Женская рука. Рассказы - [70]

Шрифт
Интервал

Но все это случилось со мной потом, а пока что я был лишь неприметным молодым человеком, который после конца сеанса вышел из портлендского кинотеатра. Мои друзья, чья болтовня действовала на меня теперь чуть меньше, чем при нашей последней встрече, посадили меня в свою машину и сквозь вечерние сумерки повезли в Брайтон. Раскинувшийся в сосновых лесах у окаймленного летними коттеджами озера, Брайтон был из тех американских городков, где реальность катастрофы сознают, лишь когда над головой срывает крышу, лишь когда сыновья погибают не на чужой войне, а на своей. Спустя несколько дней, заполненных купанием в теплых водах озера и пирушками у костра, где мы лакомились бобами, запеченными в традиционном глиняном горшке, я решил, что должен вернуться в Лондон. Никто не понимал зачем. Да я и не смог бы объяснить. Если о чувстве долга говорить вслух, это всегда звучит очень высокопарно.

Когда я надел военную форму, то по изменившемуся отношению друзей и по взглядам, которые ловил на себе на улицах, понял, что мои акции поднялись. Но меня это скорее смущало, чем ободряло, потому что я знал: под формой я остался тем же, что раньше. Способность любить себя — вот что, вероятно, главное для актера; то, что это же свойство до некоторой степени определяет становление писателя, я понял лишь много позже. В молодости мне всегда бывало трудно примирять искусство с жизнью, и если я все же пытался это делать, то невольно подозревал себя в неискренности.

Заброшенный войной в пыльное захолустье Египта, никому не нужный, никем не замечаемый, я окопался в своем «додже» и с головой ушел в Диккенса — замызганные томики дешевой массовой серии я клал перед собой прямо на руль.
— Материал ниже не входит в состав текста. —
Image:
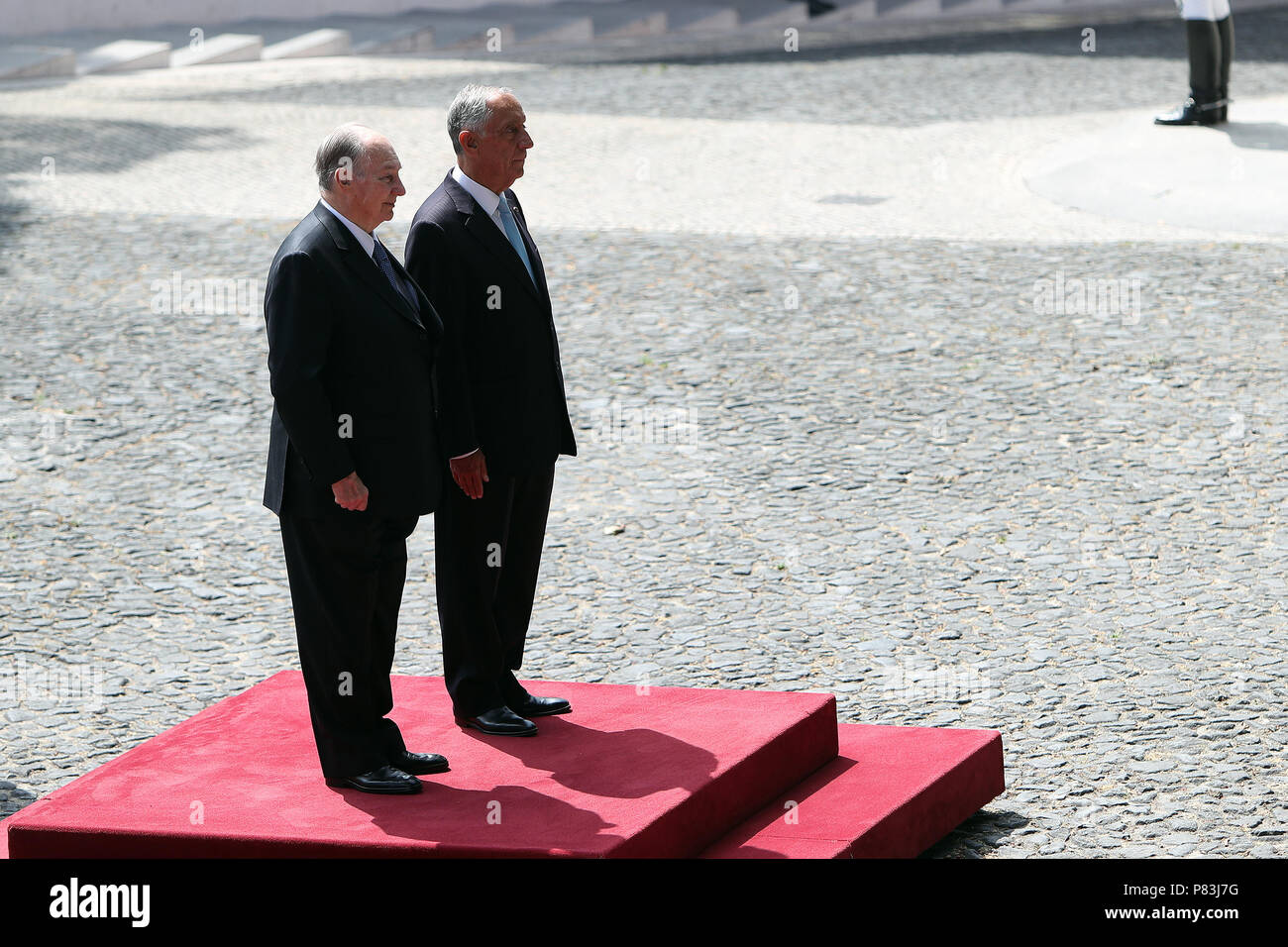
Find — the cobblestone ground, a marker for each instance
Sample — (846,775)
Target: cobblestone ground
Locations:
(862,459)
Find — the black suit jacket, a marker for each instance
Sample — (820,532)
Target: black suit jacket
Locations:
(351,368)
(500,382)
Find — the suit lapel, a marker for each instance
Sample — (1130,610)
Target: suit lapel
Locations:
(484,230)
(364,266)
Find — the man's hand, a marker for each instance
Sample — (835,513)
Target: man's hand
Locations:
(351,492)
(471,474)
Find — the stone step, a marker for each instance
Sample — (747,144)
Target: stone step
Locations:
(222,48)
(316,43)
(124,55)
(767,13)
(37,62)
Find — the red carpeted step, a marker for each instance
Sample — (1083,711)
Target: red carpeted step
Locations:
(892,792)
(664,772)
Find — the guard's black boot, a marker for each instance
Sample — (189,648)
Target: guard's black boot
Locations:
(1202,107)
(1225,27)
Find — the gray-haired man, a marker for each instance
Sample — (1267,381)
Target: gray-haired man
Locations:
(353,455)
(502,411)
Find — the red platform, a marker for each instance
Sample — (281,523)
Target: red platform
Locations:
(668,772)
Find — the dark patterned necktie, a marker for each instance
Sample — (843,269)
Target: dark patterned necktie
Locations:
(381,257)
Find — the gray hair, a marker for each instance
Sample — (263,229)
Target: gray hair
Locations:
(471,112)
(346,146)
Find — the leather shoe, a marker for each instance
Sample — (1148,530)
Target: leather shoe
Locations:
(386,781)
(420,763)
(500,722)
(542,706)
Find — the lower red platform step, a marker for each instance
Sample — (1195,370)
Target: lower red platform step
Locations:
(652,772)
(892,792)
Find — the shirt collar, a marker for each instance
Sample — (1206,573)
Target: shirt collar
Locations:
(366,240)
(488,200)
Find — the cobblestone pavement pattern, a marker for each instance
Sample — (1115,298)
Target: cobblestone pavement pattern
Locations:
(828,438)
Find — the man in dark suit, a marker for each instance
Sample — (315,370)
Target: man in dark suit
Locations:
(502,410)
(353,457)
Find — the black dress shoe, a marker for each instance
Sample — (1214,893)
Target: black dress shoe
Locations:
(542,706)
(420,763)
(386,781)
(1193,112)
(500,722)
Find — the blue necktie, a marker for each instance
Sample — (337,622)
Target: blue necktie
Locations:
(511,231)
(381,257)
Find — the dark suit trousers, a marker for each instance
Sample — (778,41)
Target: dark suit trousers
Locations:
(347,573)
(487,553)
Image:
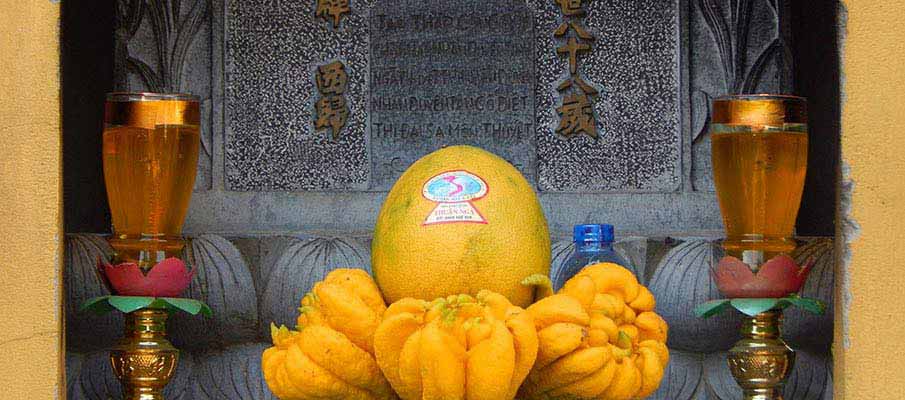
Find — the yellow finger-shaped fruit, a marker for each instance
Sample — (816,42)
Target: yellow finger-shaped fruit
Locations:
(556,341)
(442,364)
(558,308)
(409,385)
(589,387)
(613,278)
(477,333)
(525,342)
(571,368)
(581,288)
(389,340)
(359,283)
(312,380)
(659,348)
(631,331)
(628,315)
(348,314)
(626,382)
(407,305)
(491,364)
(644,302)
(651,327)
(651,372)
(497,303)
(338,355)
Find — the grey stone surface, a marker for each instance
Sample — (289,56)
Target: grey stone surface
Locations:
(634,63)
(165,46)
(736,47)
(450,72)
(272,49)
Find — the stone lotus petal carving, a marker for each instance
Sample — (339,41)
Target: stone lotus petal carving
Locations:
(224,282)
(87,331)
(232,373)
(810,378)
(682,377)
(302,263)
(803,329)
(682,280)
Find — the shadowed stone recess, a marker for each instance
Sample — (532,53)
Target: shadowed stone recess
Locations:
(300,265)
(224,282)
(634,65)
(87,331)
(682,378)
(273,49)
(231,373)
(681,282)
(446,73)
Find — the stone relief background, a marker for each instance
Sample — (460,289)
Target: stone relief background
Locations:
(268,218)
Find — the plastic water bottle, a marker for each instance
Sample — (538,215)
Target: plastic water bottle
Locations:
(593,244)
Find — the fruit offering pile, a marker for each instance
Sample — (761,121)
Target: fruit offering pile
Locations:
(461,251)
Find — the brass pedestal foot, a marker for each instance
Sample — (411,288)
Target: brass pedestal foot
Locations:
(761,362)
(144,360)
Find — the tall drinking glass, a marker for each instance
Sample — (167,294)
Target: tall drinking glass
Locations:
(760,153)
(150,148)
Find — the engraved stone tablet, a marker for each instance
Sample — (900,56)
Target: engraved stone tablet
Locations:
(274,106)
(450,72)
(634,64)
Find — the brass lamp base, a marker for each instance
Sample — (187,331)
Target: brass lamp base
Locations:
(761,362)
(144,361)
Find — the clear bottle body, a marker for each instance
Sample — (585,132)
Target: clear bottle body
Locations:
(584,254)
Я читал и читал. Если «Бесов» мне было суждено открыть лишь во время полета на допотопном бомбейском самолете над джунглями и пустынями Центральной Африки, то Диккенс точно так же дожидался своего часа, пока война не закинула меня на Ближний Восток, где те три-четыре дня, что я провел в Тобруке в конце осады, раз и навсегда определили мое отношение к этому писателю. В детстве я не любил и не понимал Диккенса, но тут вдруг пристрастился к нему. Кровоточили и запекались коркой гнойные раны, с неба падали объятые пламенем самолеты, в известняковых карьерах Европы разлагались трупы — на фоне всего этого Диккенс воспринимался мною как теплый пульс растекающегося по жилам здорового дыхания жизни, которая должна продолжаться, противостоя силам разрушения, хотя мощь этих сил признавал и сам Диккенс.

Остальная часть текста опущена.